I’ve been reading Tim Keller’s excellent work on idolatry, Counterfeit Gods. He uses the story of Abraham and Isaac to demonstrate one aspect of idolatry — how we can come to love good things so much that we depend on them for life and meaning. Today I post a few “clips” from his discussion of this famous story.

“Previously, Abraham’s meaning in life had been dependent on God’s word. Now it was becoming dependent on Isaac’s love and well-being. The center of Abraham’s life was shifting. God was not saying you cannot love your son, but that you must not turn a loved one into a counterfeit god. If anyone puts a child in the place of the true God, it creates an idolatrous love that will smother the child and strangle the relationship.”

“What Abraham was able to see was that this test was about loving God supremely. In the end the Lord said to him, “Now I know you fear God.” In the Bible, this does not refer so much to being “afraid” of God as to being wholeheartedly committed to him. In Psalm 130:4, for example, we see that “the fear of God” is increased by an experience of God’s grace and forgiveness. What it describes is a loving, joyful awe and wonder before the greatness of God. The Lord is saying, “Now I know that you love me more than anything in the world.” That’s what “the fear of God” means.”

“The All-seeing God knows the state of every heart. Rather, God was putting Abraham through the furnace, so his love for God could finally “come forth as pure gold.” It is not hard to see why God was using Isaac as the means for this. If God had not intervened, Abraham would have certainly come to love his son more than anything in the world, if he did not already do so. That would have been idolatry, and all idolatry is destructive.”

“As long as Abraham never had to choose between his son and obedience to God, he could not see that his love was becoming idolatrous.”

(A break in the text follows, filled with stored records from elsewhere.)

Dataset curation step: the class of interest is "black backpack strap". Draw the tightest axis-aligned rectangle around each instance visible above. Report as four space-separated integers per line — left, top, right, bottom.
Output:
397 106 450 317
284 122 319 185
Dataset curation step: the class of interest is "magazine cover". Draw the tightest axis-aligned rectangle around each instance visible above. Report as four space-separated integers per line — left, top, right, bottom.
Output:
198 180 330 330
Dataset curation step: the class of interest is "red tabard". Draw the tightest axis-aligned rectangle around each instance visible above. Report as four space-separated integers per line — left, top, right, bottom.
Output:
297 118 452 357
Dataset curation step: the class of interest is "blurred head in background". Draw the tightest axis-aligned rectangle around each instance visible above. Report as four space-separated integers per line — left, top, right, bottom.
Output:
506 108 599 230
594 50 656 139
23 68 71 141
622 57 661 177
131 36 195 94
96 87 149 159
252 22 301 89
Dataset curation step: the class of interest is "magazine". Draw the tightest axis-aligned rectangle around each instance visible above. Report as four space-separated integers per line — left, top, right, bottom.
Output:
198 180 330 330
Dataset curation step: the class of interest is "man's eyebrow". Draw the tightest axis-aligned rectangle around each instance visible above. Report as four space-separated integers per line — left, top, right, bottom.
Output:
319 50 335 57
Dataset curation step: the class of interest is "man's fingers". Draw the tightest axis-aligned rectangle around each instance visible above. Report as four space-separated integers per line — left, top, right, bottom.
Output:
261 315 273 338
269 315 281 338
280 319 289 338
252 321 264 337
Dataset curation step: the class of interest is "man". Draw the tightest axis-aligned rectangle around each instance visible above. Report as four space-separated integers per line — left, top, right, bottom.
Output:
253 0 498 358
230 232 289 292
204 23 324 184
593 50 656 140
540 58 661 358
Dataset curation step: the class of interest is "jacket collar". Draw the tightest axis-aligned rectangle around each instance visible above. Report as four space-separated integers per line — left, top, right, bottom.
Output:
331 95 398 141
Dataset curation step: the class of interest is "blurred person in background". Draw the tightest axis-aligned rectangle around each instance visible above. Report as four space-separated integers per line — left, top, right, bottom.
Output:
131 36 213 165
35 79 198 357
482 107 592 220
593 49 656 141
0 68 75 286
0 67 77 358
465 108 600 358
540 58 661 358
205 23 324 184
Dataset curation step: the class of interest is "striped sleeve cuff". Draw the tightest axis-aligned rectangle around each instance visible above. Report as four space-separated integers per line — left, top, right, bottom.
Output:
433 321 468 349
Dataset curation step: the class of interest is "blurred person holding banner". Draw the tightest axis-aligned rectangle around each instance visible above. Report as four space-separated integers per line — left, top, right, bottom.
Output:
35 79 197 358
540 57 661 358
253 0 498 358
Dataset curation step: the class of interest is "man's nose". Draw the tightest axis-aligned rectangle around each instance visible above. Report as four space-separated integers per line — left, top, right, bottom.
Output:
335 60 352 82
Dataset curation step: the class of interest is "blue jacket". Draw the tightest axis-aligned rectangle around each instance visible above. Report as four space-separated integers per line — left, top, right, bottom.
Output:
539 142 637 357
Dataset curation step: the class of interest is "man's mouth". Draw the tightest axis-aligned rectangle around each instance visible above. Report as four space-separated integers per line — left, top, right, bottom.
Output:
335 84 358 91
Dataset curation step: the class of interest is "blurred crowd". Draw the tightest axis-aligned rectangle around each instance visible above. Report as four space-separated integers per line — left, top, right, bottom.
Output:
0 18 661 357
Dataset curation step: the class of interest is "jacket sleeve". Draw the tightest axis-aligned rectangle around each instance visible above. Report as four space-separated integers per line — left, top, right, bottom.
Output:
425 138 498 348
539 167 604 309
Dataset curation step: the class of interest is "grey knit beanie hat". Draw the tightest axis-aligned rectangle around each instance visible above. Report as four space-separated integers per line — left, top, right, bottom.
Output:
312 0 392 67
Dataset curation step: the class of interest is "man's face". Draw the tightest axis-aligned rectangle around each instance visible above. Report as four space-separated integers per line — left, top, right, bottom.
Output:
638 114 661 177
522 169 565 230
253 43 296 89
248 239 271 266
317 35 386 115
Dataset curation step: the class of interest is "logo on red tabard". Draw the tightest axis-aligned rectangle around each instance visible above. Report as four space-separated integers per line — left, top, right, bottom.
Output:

One caution:  Keller goes on to explain that Abraham did not have to kill Isaac, that God offered a substitute.  Sadly, I have heard too many tales  of people in ministry y using this story  to justify putting ministry before their children.  Let us be very careful.  The story is not saying we sacrifice children.  And putting needs of ministry before needs of children is only trading one idol for another.  The story is calling us to take anything that we are dependent on for life and meaning and put it on the altar and see how Jesus died so that we might no longer be enslaved to that idolatrous god.

For reflection:

1.  Is there anything in your life that you might have come to love more than anything in the world?

2.  Is there something you are looking to for security and significance more than God?

3.  What might it mean to bring this idol to the altar?